The world around us is hectic and disordered. Often we look inside ourselves for sacred grounds that help us relax. With that in mind, the USF Dance department decided to focus its show on self awareness.
Premiering this week, the show Gravity and Grace will include a program by Jeanne Travers, a professor in the Dance Department. Travers’ piece, “On Sacred Ground,” will feature an interdisciplinary approach to create the theme.
Travers worked with Middle Eastern singer Ahmed Ben Dhiab as part of a program that brought him to USF to sing with the students. Dhiab is known for his Sufi chanting, which is marked for its ethereal quality. Sufi is a Middle Eastern tradition that relies on repetition to create a circular feeling, Travers said.

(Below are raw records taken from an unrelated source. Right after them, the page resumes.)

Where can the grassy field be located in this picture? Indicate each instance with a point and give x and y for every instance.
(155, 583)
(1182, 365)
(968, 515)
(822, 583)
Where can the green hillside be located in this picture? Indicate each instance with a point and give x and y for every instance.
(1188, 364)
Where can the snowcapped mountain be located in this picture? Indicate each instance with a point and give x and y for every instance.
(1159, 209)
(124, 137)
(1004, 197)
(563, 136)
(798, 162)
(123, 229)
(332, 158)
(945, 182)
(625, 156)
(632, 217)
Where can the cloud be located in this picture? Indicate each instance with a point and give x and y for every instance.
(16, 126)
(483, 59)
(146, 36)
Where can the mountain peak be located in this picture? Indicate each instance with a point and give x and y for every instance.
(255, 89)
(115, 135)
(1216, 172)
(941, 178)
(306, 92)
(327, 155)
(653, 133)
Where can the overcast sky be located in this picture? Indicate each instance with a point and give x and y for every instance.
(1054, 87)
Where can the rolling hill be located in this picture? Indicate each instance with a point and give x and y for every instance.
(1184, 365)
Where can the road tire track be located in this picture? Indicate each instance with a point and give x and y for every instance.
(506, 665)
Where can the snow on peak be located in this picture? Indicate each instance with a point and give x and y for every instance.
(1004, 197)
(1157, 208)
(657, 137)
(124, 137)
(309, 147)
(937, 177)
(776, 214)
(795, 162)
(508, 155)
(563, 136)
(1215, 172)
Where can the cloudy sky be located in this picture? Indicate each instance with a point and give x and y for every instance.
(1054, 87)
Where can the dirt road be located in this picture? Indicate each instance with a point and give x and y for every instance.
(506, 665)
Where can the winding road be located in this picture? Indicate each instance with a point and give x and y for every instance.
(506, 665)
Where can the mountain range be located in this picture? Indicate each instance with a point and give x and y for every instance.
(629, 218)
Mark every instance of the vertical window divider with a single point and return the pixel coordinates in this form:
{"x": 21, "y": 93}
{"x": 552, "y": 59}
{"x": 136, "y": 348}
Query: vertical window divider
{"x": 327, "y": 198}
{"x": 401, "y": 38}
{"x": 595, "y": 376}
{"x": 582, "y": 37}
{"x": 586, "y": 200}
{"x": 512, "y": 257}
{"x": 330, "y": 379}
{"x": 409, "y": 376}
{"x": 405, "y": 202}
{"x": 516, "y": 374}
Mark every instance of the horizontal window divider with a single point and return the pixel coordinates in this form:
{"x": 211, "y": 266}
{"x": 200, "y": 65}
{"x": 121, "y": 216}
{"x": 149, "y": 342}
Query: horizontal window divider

It is the ethereal quality that defines the performance of “On Sacred Ground,” a piece that Travers said inspires a calming, graceful feeling. The show incorporates water and earth themes, and features two giant earthen pots that dancers use as props. The pots, made by Fine Arts Department ceramic artist Ed Ross, are earth toned and used for pouring water in the performance.
“(The piece) speaks to harmony and sacred space on Earth,” Travers said, “and the feelings that surround us.”

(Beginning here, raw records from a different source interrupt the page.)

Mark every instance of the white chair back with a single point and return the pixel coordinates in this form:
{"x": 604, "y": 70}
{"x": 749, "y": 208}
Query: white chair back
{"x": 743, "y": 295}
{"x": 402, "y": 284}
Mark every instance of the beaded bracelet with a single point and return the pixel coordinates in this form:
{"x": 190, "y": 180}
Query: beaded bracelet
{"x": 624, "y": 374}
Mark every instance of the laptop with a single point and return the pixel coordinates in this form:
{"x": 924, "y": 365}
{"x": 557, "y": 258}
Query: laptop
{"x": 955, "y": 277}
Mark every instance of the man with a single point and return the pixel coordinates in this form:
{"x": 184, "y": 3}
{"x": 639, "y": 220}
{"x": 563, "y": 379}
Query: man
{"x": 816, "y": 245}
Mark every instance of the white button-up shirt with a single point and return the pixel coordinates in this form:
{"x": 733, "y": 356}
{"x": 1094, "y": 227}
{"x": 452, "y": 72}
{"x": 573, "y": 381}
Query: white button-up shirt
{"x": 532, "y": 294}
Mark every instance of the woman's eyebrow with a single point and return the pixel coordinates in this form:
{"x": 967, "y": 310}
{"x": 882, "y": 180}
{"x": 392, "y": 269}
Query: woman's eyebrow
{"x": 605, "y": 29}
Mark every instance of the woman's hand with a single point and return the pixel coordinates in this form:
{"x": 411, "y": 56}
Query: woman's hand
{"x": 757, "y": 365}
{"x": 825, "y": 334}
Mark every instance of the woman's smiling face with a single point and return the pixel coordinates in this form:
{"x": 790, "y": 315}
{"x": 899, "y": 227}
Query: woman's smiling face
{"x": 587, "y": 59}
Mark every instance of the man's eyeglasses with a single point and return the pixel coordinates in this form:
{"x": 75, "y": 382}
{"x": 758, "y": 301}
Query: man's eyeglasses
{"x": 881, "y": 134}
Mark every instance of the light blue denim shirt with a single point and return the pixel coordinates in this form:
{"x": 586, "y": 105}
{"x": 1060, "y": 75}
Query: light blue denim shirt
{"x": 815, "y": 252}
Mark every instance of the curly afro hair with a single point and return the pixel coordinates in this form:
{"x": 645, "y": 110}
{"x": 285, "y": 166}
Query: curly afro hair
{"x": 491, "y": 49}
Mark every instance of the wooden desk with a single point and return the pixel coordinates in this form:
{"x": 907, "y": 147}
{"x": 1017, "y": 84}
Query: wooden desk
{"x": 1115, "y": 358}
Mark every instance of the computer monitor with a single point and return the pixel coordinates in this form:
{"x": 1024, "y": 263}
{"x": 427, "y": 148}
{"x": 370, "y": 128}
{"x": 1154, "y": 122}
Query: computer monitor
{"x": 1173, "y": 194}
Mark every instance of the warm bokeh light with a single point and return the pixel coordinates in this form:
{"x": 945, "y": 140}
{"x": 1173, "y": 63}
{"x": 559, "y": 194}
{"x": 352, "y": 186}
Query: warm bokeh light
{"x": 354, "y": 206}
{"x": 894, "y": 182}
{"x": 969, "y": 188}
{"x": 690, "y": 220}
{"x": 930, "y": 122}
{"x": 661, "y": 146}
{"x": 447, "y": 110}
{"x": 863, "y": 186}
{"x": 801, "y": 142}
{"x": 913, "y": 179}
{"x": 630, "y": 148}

The show is low key, with only the two pots and dim stage lighting as the set. Travers said she is attempting to draw out the emotions of the audience, “rather than hitting them over the head with it.”
The performance is soothing, not dark, said Amanda Oost, a junior majoring in modern dance. It represents the personal sacred spaces that we all have.
“Your sacred place isn’t going to be extremely bright,” she said, “it is soothing, but not melancholy.”
Gravity and Grace will open Friday in Theatre I. Tickets are $12 for general admission and $6 for students and seniors.